In October 2017, a UN human rights panel convened to investigate Pyongyang’s practice of using child labor in farming, mining, and construction. The panel cited reports of children being returned from China and subjected to torture and violence.

The problem of modern-day slavery is a global issue requiring a united and concerted global response. The release of reports such as TIP are important, but simply citing a country must change its behavior is not enough. The financial incentive for countries – like North Korea – to engage in this heinous practice must end if real change is to occur.

In December 2016, the human rights advocacy organization – Human Rights First – authored a document titled, “How to Dismantle the Business of Human Trafficking,” with the purpose of serving as a guide for policymakers and business people to follow to address this multi-billion- dollar enterprise.

One of the suggestions focuses on the economic benefits driving human trafficking.

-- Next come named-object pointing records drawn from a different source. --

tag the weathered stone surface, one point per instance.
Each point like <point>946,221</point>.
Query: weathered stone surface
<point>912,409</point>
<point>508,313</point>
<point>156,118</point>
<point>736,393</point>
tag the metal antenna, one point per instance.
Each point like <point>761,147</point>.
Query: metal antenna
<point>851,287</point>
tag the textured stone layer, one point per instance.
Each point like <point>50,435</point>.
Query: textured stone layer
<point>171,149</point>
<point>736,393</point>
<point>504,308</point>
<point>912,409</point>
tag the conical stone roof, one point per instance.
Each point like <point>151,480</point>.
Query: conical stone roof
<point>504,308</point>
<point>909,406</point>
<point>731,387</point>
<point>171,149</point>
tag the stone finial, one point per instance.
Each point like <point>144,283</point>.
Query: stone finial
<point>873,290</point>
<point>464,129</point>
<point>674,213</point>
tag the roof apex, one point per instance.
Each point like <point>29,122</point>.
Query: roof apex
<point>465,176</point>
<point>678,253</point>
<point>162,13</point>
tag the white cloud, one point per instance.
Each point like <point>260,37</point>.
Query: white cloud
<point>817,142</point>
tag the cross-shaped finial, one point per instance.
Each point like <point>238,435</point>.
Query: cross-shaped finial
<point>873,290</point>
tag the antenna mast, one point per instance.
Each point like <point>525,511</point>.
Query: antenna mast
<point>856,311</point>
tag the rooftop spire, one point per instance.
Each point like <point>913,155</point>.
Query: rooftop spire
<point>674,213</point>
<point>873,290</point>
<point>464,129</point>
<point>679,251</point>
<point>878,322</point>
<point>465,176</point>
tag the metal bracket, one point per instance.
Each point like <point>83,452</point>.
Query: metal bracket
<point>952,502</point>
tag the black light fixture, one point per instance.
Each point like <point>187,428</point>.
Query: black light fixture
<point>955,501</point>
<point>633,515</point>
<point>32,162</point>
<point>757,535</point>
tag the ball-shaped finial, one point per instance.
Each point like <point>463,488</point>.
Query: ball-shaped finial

To accomplish this requires both public and private partnership. The authors point out that the U.S. government needs to protect “workers through better procurement policies and partnerships with companies to replicate those policies where practical.” Moreover, access to U.S. markets must be denied for the perpetrators of these crimes. As the largest purchaser globally of goods and services, the U.S. must ensure that the contracts they engage in are “free of human trafficking.” The U.S. and the international community owes as much to the victims of these human rights violations.